L’autore, Francois Roussely già presidente dell’Edf (l’Enel francese), dichiara che “la credibilità del modello EPR e della capacità dell’industria nucleare francese di riuscire a realizzare nuove centrali sono state seriamente incrinate dalle difficoltà incontrate nei cantieri di Olkiluoto in Finlandia (vedi foto) e di Flamanville in Francia“.
Si suggerisce tassativamente di esaminare criticamente queste esperienze prima di iniziare nuovi cantieri e si propone di ampliare l’offerta nucleare con altre soluzioni di taglia inferiore.
Ma la critica di Roussely si estende all’attuale comparto nucleare francese che negli ultimi anni ha visto una costante riduzione del coefficiente di utilizzo delle centrali.

Dall’altro lato dell’oceano la lobby atomica preme per convincere i politici ad approvare nuove azioni di sostegno del settore.

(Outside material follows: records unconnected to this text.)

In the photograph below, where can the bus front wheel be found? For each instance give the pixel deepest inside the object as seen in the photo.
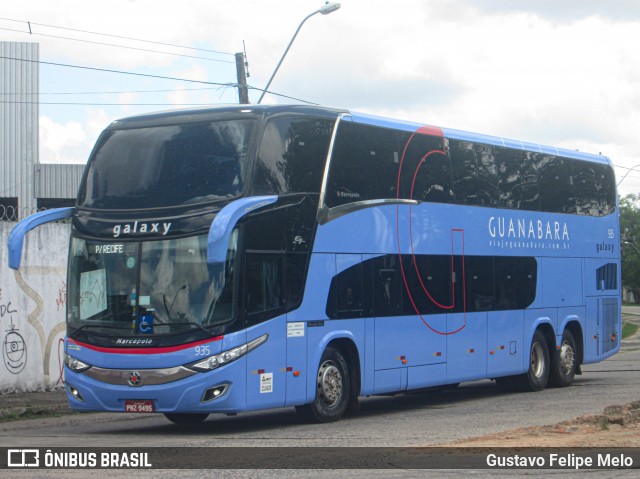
(332, 389)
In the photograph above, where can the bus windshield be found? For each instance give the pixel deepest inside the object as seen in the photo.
(188, 163)
(147, 288)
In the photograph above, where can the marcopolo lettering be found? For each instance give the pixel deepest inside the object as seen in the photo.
(520, 228)
(141, 228)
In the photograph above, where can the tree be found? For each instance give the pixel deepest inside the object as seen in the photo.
(630, 242)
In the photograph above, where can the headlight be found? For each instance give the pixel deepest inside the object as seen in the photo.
(226, 357)
(75, 365)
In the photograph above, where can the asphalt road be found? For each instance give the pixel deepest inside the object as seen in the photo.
(406, 420)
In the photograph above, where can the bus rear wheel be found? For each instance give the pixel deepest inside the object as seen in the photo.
(537, 376)
(332, 389)
(189, 418)
(564, 364)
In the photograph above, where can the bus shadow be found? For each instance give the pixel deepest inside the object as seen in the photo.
(221, 425)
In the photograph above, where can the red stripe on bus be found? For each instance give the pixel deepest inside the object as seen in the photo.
(430, 130)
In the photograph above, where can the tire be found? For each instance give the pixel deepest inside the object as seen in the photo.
(565, 362)
(190, 418)
(333, 390)
(537, 376)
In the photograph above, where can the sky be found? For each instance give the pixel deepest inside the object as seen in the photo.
(563, 73)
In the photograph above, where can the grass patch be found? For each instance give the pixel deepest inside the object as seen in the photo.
(29, 413)
(629, 329)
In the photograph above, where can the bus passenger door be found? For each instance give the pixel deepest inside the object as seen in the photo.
(263, 304)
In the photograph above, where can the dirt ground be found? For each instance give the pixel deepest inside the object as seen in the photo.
(617, 426)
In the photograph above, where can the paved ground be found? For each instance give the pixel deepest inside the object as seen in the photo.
(31, 404)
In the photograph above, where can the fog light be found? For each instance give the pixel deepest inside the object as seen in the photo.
(214, 392)
(75, 393)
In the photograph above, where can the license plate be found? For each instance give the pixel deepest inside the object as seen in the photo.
(139, 405)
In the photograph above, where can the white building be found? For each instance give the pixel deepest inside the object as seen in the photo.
(25, 184)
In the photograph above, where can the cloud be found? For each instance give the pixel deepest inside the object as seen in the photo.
(565, 10)
(70, 142)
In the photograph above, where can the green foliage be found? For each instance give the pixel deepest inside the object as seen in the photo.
(630, 242)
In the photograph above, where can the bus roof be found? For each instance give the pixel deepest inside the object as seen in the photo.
(202, 114)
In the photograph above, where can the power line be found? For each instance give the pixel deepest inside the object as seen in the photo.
(114, 92)
(119, 46)
(161, 77)
(116, 36)
(120, 72)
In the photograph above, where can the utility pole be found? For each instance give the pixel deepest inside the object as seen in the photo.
(243, 91)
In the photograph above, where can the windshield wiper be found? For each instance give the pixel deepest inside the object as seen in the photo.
(192, 323)
(101, 326)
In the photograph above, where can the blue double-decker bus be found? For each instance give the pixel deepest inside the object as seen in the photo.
(250, 257)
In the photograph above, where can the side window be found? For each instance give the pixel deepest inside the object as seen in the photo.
(364, 165)
(594, 188)
(518, 179)
(292, 155)
(479, 283)
(556, 185)
(607, 277)
(387, 286)
(424, 170)
(350, 293)
(263, 286)
(475, 178)
(515, 282)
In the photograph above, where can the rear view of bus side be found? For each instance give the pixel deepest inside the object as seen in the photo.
(242, 258)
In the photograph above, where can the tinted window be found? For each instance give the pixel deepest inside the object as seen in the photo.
(475, 179)
(426, 172)
(263, 286)
(168, 165)
(518, 179)
(594, 188)
(556, 185)
(364, 164)
(292, 155)
(423, 284)
(350, 293)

Nel 2007 14 società americane hanno speso ben 48 milioni di dollari per creare un contesto favorevole al nucleare attraverso la definizione di fondi di garanzia e altri incentivi. Considerando poi gli ultimi 15 anni, è stato calcolato che i lobbisti nucleari Usa hanno avuto a disposizione ben 953 milioni di dollari per preparare il ritorno dell’atomo e far dimenticare quello che negli anni Ottanta è stato definito il più grave disastro industriale della storia americana.